F. M. Shinde (Rupurkar) (b. 1948) is a Marathi writer from Maharashtra, India.

He has published thus far 24 collections of his poetry, three compilations of his literary critiques, a collection of his one-act plays, a translation of a book, and a collection of his humorous essays.

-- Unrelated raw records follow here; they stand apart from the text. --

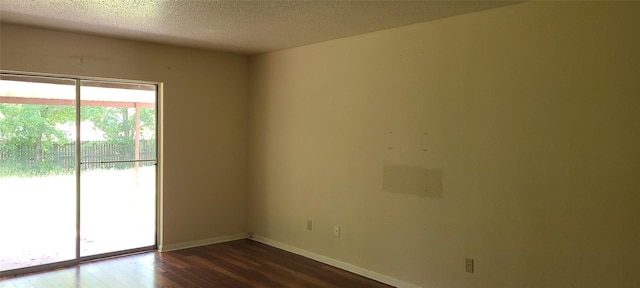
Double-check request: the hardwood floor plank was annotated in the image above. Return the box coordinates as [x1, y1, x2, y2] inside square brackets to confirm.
[0, 239, 391, 288]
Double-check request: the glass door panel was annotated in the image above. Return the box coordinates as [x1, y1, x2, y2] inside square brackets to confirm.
[0, 74, 76, 275]
[80, 81, 156, 257]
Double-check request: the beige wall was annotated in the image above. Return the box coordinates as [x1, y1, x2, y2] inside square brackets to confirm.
[0, 24, 248, 246]
[248, 2, 640, 288]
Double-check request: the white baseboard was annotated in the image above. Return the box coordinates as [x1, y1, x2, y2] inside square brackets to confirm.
[251, 235, 421, 288]
[158, 233, 247, 252]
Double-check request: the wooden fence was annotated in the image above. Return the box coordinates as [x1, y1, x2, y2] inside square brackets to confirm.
[0, 140, 156, 176]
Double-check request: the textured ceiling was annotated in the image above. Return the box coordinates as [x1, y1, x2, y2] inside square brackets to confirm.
[0, 0, 514, 54]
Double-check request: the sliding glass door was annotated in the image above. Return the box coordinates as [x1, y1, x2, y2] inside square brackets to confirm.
[0, 75, 76, 271]
[0, 73, 157, 276]
[80, 81, 156, 256]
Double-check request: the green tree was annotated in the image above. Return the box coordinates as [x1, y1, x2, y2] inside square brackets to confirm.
[0, 104, 75, 171]
[81, 107, 156, 144]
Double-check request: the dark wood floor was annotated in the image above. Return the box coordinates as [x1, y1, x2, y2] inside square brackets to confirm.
[0, 239, 391, 288]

He was born in a small village called Rupur in Kalamnuri Taluka of the Hingoli district of Maharashtra.

Swanta (स्वांत) (1973), Adima (आदिम) (1975), and Awashesh (अवशेष) (1979) are the titles of three of Shinde's poetry collections.

His other works include "Kshetra" (क्षेत्र), "Aai ani Itar Kavita" (आई आणि इतर कविता), "Mi Samil Samuhaat" (मी सामील समूहात), "Nirvasit Nakshatra" (निर्वासित नक्षत्र) among many others.

Shinde is a professor of Marathi.

==Awards and recognition==
Shinde has received for his poetry three Maharashtra state awards and also Vikhe Patil Award, Damani Literature Award, Asmitadarsha Award, and Parimal Award.

He been selected to preside over Marathwada Sahitya Sammelan which was scheduled to be held in December 2009. Shinde was elected as the President of the 87th Akhil Bharatiya Marathi Sahitya Sammelan to be held in Saswad in 2014.